Parmi les pièces emblématiques de l'artiste, le costume de Bip a été adjugé mercredi 5.717 euros et « le chapeau de Bip avec sa fleur » 3.201 euros. Un ensemble de 200 pancartes de spectacle en tissu est parti à 3.430 euros.
Plusieurs lots ont été préemptés au cours des deux journées. D'autres ont été achetés par l'association « Un musée pour Bip », dont l'objectif était d'acquérir un maximum de pièces pour les rassembler dans « un lieu culturel consacré à l'art du mime en France ».
Lors de la première journée, le montant des ventes, notamment de tableaux et livres anciens, s'était élevé à 244.870 euros. A notamment été vendu un tableau signé André Quellier intitulé « Bip, les masques » adjugé 20.583 euros.

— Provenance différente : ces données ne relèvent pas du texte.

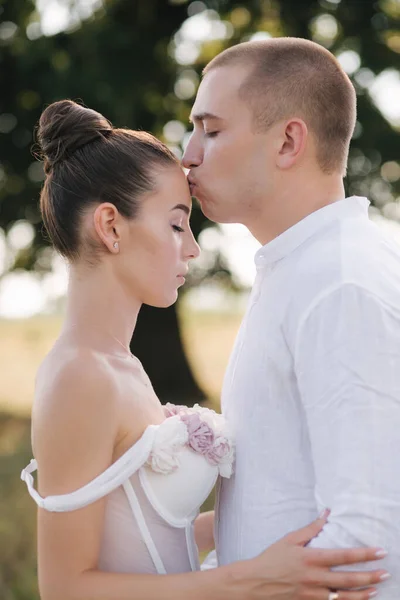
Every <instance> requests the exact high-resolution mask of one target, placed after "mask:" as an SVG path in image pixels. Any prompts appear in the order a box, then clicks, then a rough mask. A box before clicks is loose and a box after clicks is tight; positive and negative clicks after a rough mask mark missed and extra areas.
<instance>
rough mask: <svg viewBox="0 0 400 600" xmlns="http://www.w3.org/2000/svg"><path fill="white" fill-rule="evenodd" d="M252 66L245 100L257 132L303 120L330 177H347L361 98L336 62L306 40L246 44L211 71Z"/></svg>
mask: <svg viewBox="0 0 400 600" xmlns="http://www.w3.org/2000/svg"><path fill="white" fill-rule="evenodd" d="M238 64H243V65H248V66H249V75H248V76H247V77H246V79H245V81H244V82H243V83H242V85H241V87H240V90H239V95H240V97H241V98H242V99H243V100H244V101H245V102H247V103H248V104H249V105H250V107H251V109H252V111H253V113H254V123H255V127H256V131H265V130H266V129H268V128H269V127H271V126H272V125H274V124H275V123H277V122H279V121H280V120H284V119H289V118H291V117H298V118H301V119H303V120H304V122H305V123H306V125H307V127H308V128H309V130H310V131H311V132H312V134H313V135H314V137H315V140H316V149H317V160H318V163H319V165H320V168H321V169H322V170H323V171H324V172H325V173H335V172H340V173H341V174H343V175H344V174H345V172H346V164H347V156H348V151H349V144H350V140H351V137H352V134H353V130H354V125H355V120H356V93H355V90H354V87H353V85H352V83H351V81H350V79H349V77H348V76H347V75H346V73H345V72H344V71H343V69H342V67H341V66H340V64H339V62H338V61H337V60H336V58H335V57H334V56H333V55H332V54H331V53H330V52H329V51H328V50H326V49H325V48H323V47H322V46H320V45H319V44H316V43H314V42H311V41H309V40H305V39H302V38H273V39H269V40H262V41H253V42H245V43H242V44H237V45H236V46H232V47H231V48H228V49H227V50H224V51H223V52H221V54H218V55H217V56H216V57H215V58H214V59H213V60H211V62H209V63H208V65H207V66H206V67H205V69H204V71H203V74H204V75H206V74H207V73H209V72H210V71H211V70H214V69H216V68H217V67H225V66H233V65H238Z"/></svg>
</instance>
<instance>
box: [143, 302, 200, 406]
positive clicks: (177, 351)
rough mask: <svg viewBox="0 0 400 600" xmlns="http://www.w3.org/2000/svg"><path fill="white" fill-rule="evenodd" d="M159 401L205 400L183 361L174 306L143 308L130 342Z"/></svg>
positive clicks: (164, 401) (180, 336)
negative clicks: (154, 389) (134, 331)
mask: <svg viewBox="0 0 400 600" xmlns="http://www.w3.org/2000/svg"><path fill="white" fill-rule="evenodd" d="M131 350H132V352H133V353H134V354H135V356H137V357H138V358H139V360H140V361H141V362H142V363H143V366H144V368H145V370H146V373H147V374H148V376H149V377H150V380H151V382H152V384H153V387H154V389H155V392H156V394H157V395H158V397H159V398H160V400H161V402H162V403H163V404H165V403H166V402H173V403H174V404H187V405H188V406H192V405H193V404H195V403H196V402H201V401H203V400H205V395H204V393H203V392H202V391H201V389H200V388H199V386H198V384H197V382H196V381H195V379H194V377H193V374H192V371H191V369H190V366H189V363H188V361H187V358H186V355H185V351H184V348H183V344H182V339H181V336H180V333H179V324H178V319H177V313H176V305H173V306H170V307H169V308H153V307H151V306H146V305H143V306H142V308H141V310H140V313H139V317H138V321H137V324H136V328H135V332H134V335H133V338H132V342H131Z"/></svg>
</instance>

Plusieurs oeuvres peintes du mime lui-même ont été préemptées par le Département des arts et du spectacles de la Bibliothèque nationale (BNF), notamment un « Bip sur scène » pour 6.861 euros. Un cahier que le mime utilisait pour prendre des notes et un ensemble de tapuscrits l'ont été pour 2.972 euros.
A sa mort, le 22 septembre 2007 à 84 ans, Marcel Marceau avait laissé de nombreuses dettes. La vente de ses souvenirs était organisée sur décision de justice. Né en 1923 à Strasbourg, le mime Marceau était apprécié dans de nombreux pays, notamment aux Etats-Unis, au Japon ou en Russie.